Environmental factor results in many modifications in the brain such as structural, behavioral, and biochemical changes. Enriched Environment (EE) can reverse enduring effects on cognition resulted from early neuronal insults. Environmental factors can have profound influences on the brain. A multitude of responses from cellular and molecular mechanisms to macroscopic changes in neural morphology and neurogenesis have been considered in that environmental factor inputs can regulate brain plasticity. The environmental enrichment model was applied in animal studies, which is the most widely known model of environmental factor-induced neural plasticity.
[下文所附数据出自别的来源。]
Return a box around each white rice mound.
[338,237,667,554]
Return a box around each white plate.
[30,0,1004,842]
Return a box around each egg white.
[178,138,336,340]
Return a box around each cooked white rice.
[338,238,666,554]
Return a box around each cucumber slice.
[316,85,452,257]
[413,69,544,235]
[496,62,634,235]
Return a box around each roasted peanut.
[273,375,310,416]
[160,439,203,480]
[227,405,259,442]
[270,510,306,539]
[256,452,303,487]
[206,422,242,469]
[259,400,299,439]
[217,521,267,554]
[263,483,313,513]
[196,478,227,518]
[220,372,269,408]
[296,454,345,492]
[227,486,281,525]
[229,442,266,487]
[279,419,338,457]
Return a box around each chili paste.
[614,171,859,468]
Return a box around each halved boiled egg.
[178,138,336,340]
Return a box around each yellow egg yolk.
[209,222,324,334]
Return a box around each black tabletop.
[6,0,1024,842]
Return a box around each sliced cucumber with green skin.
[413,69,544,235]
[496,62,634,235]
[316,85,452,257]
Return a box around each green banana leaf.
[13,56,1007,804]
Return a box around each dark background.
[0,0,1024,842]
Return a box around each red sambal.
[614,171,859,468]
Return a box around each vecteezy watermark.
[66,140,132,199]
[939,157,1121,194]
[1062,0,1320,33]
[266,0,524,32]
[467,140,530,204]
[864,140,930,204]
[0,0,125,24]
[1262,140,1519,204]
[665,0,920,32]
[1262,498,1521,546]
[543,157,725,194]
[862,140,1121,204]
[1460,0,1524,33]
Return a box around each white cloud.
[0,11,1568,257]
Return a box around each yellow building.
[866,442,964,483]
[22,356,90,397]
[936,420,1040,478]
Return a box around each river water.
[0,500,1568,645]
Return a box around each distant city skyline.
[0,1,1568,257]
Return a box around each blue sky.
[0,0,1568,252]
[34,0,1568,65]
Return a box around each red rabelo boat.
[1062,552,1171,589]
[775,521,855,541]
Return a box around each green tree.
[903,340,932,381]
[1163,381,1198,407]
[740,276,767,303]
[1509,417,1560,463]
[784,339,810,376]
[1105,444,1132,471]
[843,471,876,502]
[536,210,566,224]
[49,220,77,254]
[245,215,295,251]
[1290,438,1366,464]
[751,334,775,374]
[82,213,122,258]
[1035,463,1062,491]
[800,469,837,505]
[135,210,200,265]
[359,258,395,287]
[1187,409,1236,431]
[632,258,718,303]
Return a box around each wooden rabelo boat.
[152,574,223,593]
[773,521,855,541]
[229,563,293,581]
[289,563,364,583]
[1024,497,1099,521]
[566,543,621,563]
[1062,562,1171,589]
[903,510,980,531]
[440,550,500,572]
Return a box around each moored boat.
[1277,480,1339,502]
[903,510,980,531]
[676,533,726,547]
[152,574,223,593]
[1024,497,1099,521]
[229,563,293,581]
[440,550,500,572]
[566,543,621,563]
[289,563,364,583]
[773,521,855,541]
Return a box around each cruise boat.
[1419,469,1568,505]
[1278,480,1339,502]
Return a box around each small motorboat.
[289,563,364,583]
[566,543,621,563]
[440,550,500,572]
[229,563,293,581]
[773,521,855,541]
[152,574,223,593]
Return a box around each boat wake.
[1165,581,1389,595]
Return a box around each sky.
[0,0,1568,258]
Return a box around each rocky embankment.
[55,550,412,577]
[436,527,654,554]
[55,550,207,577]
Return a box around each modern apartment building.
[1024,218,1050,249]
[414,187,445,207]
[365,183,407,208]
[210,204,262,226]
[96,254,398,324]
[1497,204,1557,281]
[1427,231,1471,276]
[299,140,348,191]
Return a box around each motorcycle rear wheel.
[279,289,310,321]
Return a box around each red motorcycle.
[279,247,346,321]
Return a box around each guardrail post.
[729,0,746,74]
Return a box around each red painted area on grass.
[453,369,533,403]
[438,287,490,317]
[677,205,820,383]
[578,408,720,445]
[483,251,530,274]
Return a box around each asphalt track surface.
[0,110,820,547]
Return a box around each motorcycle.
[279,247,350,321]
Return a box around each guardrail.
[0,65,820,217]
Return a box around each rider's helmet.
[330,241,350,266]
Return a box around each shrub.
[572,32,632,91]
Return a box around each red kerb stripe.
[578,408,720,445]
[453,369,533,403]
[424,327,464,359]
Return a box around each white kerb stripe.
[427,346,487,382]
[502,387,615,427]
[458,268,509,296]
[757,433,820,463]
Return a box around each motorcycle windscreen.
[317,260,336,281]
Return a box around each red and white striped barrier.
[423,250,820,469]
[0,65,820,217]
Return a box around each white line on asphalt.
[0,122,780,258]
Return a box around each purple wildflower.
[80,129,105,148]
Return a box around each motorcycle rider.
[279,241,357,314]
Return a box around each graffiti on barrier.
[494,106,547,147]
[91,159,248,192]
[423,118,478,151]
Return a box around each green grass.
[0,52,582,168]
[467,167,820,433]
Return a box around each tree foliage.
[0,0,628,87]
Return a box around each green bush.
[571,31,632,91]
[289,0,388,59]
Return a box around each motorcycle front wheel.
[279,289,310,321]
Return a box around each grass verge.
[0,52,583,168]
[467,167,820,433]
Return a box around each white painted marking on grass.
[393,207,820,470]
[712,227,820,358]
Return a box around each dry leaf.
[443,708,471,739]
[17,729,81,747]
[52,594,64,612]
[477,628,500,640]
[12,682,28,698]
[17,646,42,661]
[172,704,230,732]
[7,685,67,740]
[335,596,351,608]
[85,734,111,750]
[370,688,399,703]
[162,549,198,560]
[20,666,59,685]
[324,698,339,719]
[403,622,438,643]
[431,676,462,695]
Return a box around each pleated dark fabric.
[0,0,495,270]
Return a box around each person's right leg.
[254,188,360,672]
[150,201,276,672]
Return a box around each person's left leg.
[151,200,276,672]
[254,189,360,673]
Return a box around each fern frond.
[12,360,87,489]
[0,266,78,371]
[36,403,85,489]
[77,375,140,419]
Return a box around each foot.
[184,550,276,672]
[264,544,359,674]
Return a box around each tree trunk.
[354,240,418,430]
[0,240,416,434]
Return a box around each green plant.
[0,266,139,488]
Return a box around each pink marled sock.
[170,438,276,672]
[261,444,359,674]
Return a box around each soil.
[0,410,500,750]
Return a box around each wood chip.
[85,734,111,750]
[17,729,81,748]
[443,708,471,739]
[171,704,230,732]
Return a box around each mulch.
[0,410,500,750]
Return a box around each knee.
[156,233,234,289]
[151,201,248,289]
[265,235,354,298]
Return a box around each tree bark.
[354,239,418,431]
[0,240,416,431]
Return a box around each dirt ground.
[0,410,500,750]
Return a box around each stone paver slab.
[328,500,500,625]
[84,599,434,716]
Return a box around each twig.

Our study have revealed that enriched environment increased brain-derived neurotrophic factor (BDNF) and phospho-extracellular signal-regulated protein kinase (P-ERK) levels in the hippocampus. The preliminary result, we found that enriched environment can rescues spatial learning and memory deficit following early-life status epileptic. Enriched environment treatment improves spatial learning, possibly via stimulating BDNF expression repetitively to activate its downstream signal pathway.